O Cacá baixou a cabeça
e foi para casa, ainda mais que há pouco tempo o pai o deixara amarrado, sem
roupas, num poste de balaústra, ao lado da casa da “educadora”, durante toda a
noite!...
Ninguém fez nada....
Foi o castigo mais constrangedor que vi na vida. Nessas horas, cada um cuidava
de sua vida e ninguém se intrometia.
O fato é que eu fiquei
indignado e quando a Diretora reclamou de nossas brincadeiras, imediatamente
mandei-a tomar “cuidado”, mas desconfio que ela escutou só a primeira sílaba...
E por isso, seria muita
inocência depois esperar ela aliviar a minha barra por causa de uma singela
faca de dez centímetros e que eu trocara por um estilingue com um menino de uma
das quadrilhas!...
Eram vinte horas,
chovia muito, mas eu permanecia firme entre a parede da casa e as goteiras,
pois se entrasse, levaria uma surra pior do que o castigo do Cacá. Onde já se
viu?!... Improperar a Diretora da escola!... Nesse dia eu aprendi que criança
precisa ter palavra de honra, mas adultos não!... Enfim, depois eu conto essa
história.
Em Monte Castelo, um dos líderes era filho do
dono da loja de venda de baterias, bem na esquina perto da praça da Igreja Matriz.

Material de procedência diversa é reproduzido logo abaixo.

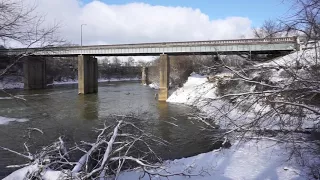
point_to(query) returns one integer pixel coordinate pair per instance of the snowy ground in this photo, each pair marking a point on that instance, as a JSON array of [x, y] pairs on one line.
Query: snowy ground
[[6, 120], [249, 160]]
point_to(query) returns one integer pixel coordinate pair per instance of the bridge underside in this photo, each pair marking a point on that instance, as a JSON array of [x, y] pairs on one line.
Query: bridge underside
[[176, 53], [35, 71]]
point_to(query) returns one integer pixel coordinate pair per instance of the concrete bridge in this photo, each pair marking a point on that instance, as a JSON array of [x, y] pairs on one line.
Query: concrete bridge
[[34, 65]]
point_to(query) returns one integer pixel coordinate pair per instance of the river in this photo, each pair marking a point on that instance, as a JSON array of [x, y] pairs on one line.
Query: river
[[60, 111]]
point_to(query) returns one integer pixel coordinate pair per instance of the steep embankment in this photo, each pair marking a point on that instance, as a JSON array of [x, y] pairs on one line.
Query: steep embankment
[[231, 100]]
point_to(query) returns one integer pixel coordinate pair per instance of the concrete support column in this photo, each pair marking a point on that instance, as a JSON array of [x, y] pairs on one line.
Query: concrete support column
[[164, 77], [144, 77], [34, 70], [87, 74]]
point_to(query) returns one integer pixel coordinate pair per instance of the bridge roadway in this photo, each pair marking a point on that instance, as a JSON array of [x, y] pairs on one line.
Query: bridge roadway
[[255, 46], [34, 65]]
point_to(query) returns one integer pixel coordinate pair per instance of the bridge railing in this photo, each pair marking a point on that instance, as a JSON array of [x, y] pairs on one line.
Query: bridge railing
[[292, 40]]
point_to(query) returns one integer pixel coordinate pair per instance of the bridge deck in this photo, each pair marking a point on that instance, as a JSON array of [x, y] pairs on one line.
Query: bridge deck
[[273, 45]]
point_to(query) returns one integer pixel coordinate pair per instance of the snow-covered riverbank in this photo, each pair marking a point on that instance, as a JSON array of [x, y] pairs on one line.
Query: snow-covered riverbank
[[264, 159]]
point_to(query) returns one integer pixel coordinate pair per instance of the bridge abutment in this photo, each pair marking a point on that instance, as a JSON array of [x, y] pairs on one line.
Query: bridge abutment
[[87, 74], [34, 69], [164, 77], [144, 77]]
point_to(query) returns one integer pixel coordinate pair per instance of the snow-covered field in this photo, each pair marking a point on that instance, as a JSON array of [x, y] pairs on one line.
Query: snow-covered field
[[6, 120], [248, 160]]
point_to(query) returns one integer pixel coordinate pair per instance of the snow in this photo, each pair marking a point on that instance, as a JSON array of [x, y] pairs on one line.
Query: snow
[[11, 85], [154, 86], [21, 173], [6, 120], [195, 89], [263, 159]]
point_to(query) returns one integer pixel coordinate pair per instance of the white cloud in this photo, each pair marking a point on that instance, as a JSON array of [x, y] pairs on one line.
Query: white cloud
[[137, 22]]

Algum tempo depois a família dele também veio para “Sansabel” e lhe perguntei:
– Qual o motivo de tanta rivalidade”?...
– Não sei. – Ele
respondeu: – Simplesmente foi assim...
Em Sansabel a única
rivalidade era no campo de futebol, de meu pessoal da região do D. E. R. (Letra
por letra) – Departamento de Estradas e Rodagens, contra os carinhas da Vila do
Sapo, lá na baixada do estádio municipal.
A região central do
matão contava com muitos pássaros. Era comum avistar Sabiás, Bem-te-vis,
Gralhas, Sanhaços, Alma de Gato, Pombas, Coleirinhas, até Periquitos e
Papagaios. Mas fui logo encontrar um dos pássaros mais bonito! Era um
Sanguinho, também conhecido como Sangue de Boi, por sua plumagem vermelha e
preta, tipo camisa do time do Flamengo!...
Em casa existia um
pequeno aviário. Não fora meu pai quem fizera. Já estava ali abandonado e arrebentado
quando meu pai comprou a casa. E concertei as telas, reformei a portinha e até
fiz uns poleiros. Faltava apenas uma ave de estimação para habitar o local,
antes que minha mãe resolvesse encher com galinhas...
Na primeira vez que
entrei no matão da região central, entre várias trilhas, optei por uma não
longa e não demorou muito a deparar-me com uma enorme arapuca e uma Gralha Azul
dentro!...
Imaginei que deveria
ter dono, mas se deixasse a ave ali, certamente seria devorada por algum Lagarto!...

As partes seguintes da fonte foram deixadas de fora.